Consistent with our results, a recent study of 191 patients with COVID-19 showed that D-dimer > 1 μg/ml was associated with fatal outcomes [1] . In the other two studies including 33 and 183 patients with COVID-19, D-dimer levels were significantly higher in non-survivors versus survivors [16, 18] . Recently, a bivariate Cox regression analysis also suggested that higher D-dimer levels were related to the development of ARDS and progression from ARDS to death in patients with COVID-19 (HR 1.03; 95% CI [1.01–1.04] and HR 1.02; 95% CI [1.01–1.04], respectively) [3] . The mechanism of fatal outcome in patients with higher D-dimer could be that systemic pro-inflammatory cytokine responses induce the production of procoagulant factors and hemodynamic changes [1, 19] .

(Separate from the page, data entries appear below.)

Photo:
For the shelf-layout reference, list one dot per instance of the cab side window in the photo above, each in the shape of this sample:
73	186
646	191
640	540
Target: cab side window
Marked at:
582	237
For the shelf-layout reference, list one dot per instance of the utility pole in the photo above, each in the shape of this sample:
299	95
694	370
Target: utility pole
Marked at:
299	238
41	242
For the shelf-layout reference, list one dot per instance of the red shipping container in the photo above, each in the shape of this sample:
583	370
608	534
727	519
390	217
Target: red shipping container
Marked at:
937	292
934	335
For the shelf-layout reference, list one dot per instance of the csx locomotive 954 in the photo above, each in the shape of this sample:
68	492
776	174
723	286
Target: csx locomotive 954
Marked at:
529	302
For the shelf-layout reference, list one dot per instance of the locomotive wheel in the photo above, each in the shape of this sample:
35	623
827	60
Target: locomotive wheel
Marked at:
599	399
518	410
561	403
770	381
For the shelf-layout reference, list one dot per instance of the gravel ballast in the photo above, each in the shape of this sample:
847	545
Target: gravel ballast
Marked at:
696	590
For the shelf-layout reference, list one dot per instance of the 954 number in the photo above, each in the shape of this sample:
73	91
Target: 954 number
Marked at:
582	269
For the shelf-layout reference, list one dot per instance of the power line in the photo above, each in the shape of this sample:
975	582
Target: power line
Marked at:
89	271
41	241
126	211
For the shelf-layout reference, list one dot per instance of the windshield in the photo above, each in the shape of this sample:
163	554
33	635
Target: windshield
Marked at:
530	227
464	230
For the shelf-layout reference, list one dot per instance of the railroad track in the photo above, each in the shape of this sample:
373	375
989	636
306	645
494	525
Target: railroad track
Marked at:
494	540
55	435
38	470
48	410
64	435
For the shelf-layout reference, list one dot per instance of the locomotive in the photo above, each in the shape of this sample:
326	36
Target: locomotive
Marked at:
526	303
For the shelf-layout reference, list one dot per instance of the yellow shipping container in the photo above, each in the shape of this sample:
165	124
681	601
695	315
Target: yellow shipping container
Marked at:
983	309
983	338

In addition, our study showed that a high score on the APACHE II, a tool for estimating disease severity and mortality in-hospital in critically ill patients, was associated with increased mortality in patients with severe COVID-19. Patients with high APACHE II scores have also been found to have higher risk of death in other studies. These studies suggest that clinicians should pay more attention to patients with high APACHE II scores.

The following shortcomings existed in our research. First, this was a single-center study with a limited number of cases included. At this writing, the epidemic has spread throughout the world. A multi-center study should be carried out that includes other hospitals in Wuhan, other cities in China, and other countries worldwide, as it will yield a more comprehensive understanding of the factors affecting the outcomes of COVID-19 patients. Second, as this study was retrospective, the indicators included in our study were finite. The findings of chest CT, viral load in the respiratory tract or circulation, angiotensin II, and lymphocyte subsets could be potential indicators of outcomes of patients, which should be further confirmed by more studies. Finally, due to failure to record the classification, stratification, and use of antihypertensive drugs in patients with hypertension, it is necessary to further explore whether these factors could influence patient outcomes.

Conclusion

Hypertension, high D-dimer levels, and a high neutrophil-to-lymphocyte ratio all increased mortality in patients with COVID-19, with hypertension being the most prominent factors. Clinicians should note these findings. Multicenter, prospective studies with large samples are needed to further validate the findings.